A child’s nutritional needs are different from an adult’s, so are his food choices. Today’s hard lifestyle requires a child to eat healthy in order to juggle between long school hours, sports, tuitions and extra-curricular activities.
While you wonder about preparing a healthy meal plan for your child, keep in mind to limit all the unhealthy foods that are high in fat and sugar. It will ensure that your child stays at a healthy weight and prevent health problems like diabetes, high blood pressure and high cholesterol later in life.
Until your child is two years old, give them whole milk. The extra fat in whole milk will help his body grow. After two years of age, you can turn to skin or low-fat milk (1 or 2%) for them.

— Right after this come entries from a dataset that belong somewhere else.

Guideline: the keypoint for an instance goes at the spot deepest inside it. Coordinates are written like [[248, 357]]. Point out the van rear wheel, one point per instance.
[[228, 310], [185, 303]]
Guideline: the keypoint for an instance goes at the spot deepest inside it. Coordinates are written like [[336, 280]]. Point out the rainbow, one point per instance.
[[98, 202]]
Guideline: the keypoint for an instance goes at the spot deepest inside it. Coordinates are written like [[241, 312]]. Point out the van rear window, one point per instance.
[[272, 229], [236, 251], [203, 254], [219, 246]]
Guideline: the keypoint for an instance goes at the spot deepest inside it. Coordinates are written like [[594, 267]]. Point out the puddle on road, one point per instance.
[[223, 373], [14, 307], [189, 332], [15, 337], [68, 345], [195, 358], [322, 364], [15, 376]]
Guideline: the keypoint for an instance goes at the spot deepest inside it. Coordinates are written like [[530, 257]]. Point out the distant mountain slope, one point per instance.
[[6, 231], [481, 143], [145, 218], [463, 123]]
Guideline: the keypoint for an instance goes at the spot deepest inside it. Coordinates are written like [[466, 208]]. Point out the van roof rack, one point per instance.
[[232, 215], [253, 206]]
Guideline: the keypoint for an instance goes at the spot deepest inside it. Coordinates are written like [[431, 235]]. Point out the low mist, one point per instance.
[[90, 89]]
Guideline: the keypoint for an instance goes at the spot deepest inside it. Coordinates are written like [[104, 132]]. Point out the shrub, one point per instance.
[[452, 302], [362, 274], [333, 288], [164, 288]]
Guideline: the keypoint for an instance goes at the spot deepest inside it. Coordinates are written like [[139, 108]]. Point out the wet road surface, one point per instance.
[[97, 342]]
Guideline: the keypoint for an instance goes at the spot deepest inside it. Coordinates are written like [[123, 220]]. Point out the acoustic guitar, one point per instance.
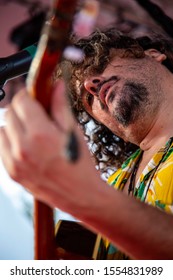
[[74, 241]]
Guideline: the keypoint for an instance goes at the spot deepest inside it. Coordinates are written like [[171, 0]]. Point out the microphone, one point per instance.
[[17, 64]]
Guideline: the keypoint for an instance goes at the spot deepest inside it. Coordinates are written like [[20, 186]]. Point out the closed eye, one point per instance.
[[89, 98]]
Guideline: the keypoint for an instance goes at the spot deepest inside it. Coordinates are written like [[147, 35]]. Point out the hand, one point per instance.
[[33, 149]]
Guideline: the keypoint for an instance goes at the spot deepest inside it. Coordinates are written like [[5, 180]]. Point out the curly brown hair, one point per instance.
[[107, 149]]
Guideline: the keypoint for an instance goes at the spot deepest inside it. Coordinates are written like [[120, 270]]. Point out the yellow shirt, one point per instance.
[[155, 185]]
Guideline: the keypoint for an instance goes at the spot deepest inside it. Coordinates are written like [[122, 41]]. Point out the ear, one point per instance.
[[158, 56]]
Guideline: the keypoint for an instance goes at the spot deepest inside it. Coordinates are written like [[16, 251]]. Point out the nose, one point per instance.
[[92, 85]]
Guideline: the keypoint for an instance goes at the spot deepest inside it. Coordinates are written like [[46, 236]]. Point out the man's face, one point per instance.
[[120, 96]]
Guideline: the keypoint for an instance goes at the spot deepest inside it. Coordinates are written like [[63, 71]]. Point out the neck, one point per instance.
[[159, 132]]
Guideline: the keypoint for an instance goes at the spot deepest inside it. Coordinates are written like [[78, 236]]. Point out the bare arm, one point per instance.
[[32, 147]]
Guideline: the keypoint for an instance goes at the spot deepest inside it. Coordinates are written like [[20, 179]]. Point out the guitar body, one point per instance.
[[74, 241]]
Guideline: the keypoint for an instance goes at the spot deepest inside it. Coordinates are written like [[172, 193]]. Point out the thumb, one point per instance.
[[60, 108]]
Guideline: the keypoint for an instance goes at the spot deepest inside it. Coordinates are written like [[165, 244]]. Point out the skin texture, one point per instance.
[[33, 149]]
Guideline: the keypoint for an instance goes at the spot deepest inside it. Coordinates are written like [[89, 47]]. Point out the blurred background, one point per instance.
[[20, 26]]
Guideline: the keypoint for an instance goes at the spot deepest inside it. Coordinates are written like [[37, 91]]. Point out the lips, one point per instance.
[[105, 92]]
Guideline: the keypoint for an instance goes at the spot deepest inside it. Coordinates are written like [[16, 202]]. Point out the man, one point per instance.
[[126, 86]]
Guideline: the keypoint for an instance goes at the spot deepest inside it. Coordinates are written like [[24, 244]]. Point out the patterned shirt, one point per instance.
[[155, 185]]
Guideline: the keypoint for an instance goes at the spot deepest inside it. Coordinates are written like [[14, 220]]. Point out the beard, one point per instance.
[[133, 100]]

Give your child small portions of food and let him decide how much he wants to eat. Do not count calories or ask him to stop eating or to eat more. Most children know how much food their body needs.

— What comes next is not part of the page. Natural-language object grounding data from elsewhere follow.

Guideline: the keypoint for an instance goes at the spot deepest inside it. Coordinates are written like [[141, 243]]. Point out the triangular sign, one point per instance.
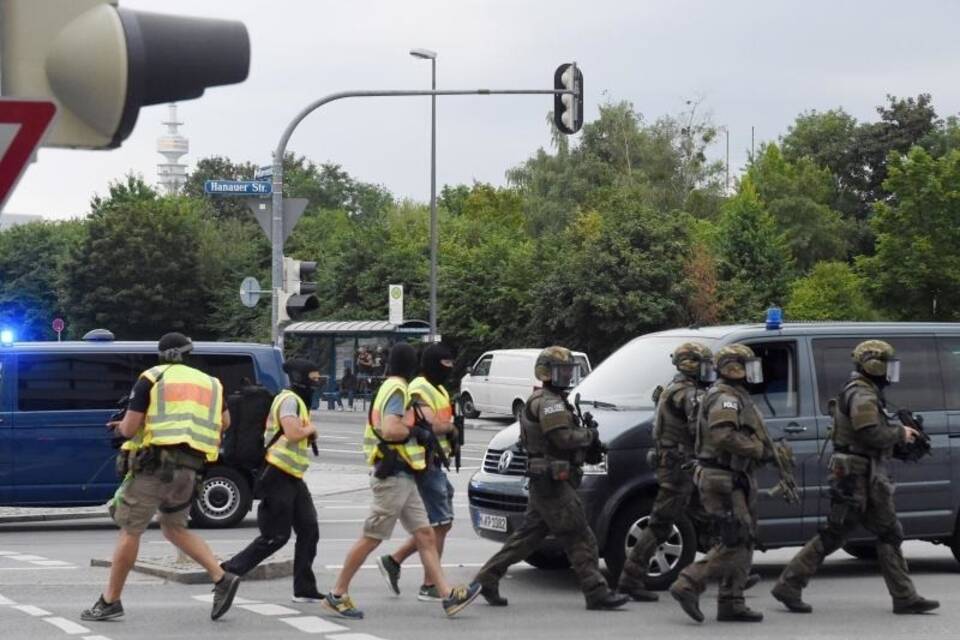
[[22, 126]]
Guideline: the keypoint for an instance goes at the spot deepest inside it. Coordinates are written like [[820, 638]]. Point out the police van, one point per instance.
[[56, 397], [804, 366]]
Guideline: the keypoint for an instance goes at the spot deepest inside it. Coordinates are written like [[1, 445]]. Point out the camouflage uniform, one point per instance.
[[861, 492], [554, 441], [674, 436], [728, 449]]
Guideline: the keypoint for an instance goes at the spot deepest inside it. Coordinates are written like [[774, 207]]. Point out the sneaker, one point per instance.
[[307, 598], [460, 597], [429, 593], [223, 593], [342, 606], [102, 610], [390, 570]]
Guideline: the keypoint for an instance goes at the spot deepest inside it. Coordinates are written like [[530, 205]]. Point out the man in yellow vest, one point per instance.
[[285, 501], [393, 446], [174, 420], [430, 397]]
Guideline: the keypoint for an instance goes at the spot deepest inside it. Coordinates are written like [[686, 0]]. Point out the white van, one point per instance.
[[500, 381]]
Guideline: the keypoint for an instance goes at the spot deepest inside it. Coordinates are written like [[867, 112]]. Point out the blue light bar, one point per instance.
[[774, 318]]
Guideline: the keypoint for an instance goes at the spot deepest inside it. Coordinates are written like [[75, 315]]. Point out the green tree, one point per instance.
[[753, 260], [915, 272], [831, 291]]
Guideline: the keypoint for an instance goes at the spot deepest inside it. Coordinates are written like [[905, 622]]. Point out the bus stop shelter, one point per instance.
[[342, 344]]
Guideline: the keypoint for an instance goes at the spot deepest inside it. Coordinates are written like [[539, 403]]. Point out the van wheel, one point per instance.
[[549, 560], [469, 409], [223, 499], [670, 557], [861, 551]]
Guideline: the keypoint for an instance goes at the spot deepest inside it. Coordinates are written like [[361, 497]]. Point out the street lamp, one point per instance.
[[426, 54]]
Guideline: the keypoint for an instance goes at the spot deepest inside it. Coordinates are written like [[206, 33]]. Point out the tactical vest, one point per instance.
[[186, 407], [748, 419], [413, 455], [438, 400], [289, 457], [671, 427]]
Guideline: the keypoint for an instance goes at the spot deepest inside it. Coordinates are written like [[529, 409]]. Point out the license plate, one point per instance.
[[491, 522]]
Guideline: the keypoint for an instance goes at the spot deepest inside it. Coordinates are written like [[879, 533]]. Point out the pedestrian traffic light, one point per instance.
[[297, 294], [101, 63], [568, 108]]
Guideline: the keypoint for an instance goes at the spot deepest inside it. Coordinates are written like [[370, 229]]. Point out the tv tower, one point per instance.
[[172, 174]]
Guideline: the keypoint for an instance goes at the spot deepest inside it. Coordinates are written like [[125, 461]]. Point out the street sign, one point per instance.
[[250, 292], [23, 124], [396, 304], [292, 210], [237, 188]]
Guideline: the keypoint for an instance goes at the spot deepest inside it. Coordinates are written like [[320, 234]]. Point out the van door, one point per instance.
[[924, 490], [785, 401], [6, 424], [62, 451]]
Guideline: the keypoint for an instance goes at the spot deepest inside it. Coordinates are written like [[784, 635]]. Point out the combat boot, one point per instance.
[[918, 605], [737, 612], [689, 600], [612, 600], [791, 598]]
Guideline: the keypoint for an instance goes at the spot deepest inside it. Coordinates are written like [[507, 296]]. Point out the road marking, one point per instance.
[[67, 626], [270, 609], [31, 610], [313, 624]]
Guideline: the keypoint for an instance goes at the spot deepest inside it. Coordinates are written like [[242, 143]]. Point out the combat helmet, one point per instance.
[[556, 367], [877, 359]]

If your child does not want to eat a new food, do not force him to do so. Offer the food again after a few days and let him decide if he wants to eat it. Children need to see a new food as many as 8 or 10 times before they are willing to eat it.
Introducing low-fat healthy foods at an early age to the meal habituates children to eat healthy even when they grow up. Feed your child lean meats, fruits, vegetables, and low-fat dairy products.
Avoid feeding them high-fat foods which are usually fried. A high-fat diet can cause children to become overweight and develop other health problems when they are adults.
Your child also needs to learn to make healthy eating habits at office. Pack them foods like a sandwich with protein such as lean meat, cheese, or peanut butter. If he buys food from school canteen, make him aware of all the options that are fresh and healthy.
Your child needs to eat regular meals and snacks. Let him decide how much they want to eat. On the days he is more active, your child may want to eat more while on other days he might not feel that hungry. He may also eat more if he is going through a growth spurt.
Switch off the television at the meal times. Make your child to sit at the table and eat. Children like to eat the same kind of food they see their parents eating. If your child sees you eat healthy food, he will learn to like healthy food too.
The age and weight of your child decides the number of servings sufficient for him. Ask your dietician how many servings your child needs. Here is some advice on the quantity of food your child needs.
Half of your child's plate should contain fruits and vegetables. Offer fresh, canned, or dried fruit instead of fruit juice as often as possible.
Having less healthy foods occasionally keeps them from becoming forbidden -- and thus even more appealing. Call candy, soda, and cookies "sometimes" foods and let your kids have sugary cereals when they visit their grandparents or when they're on vacation. But do not make it a habit.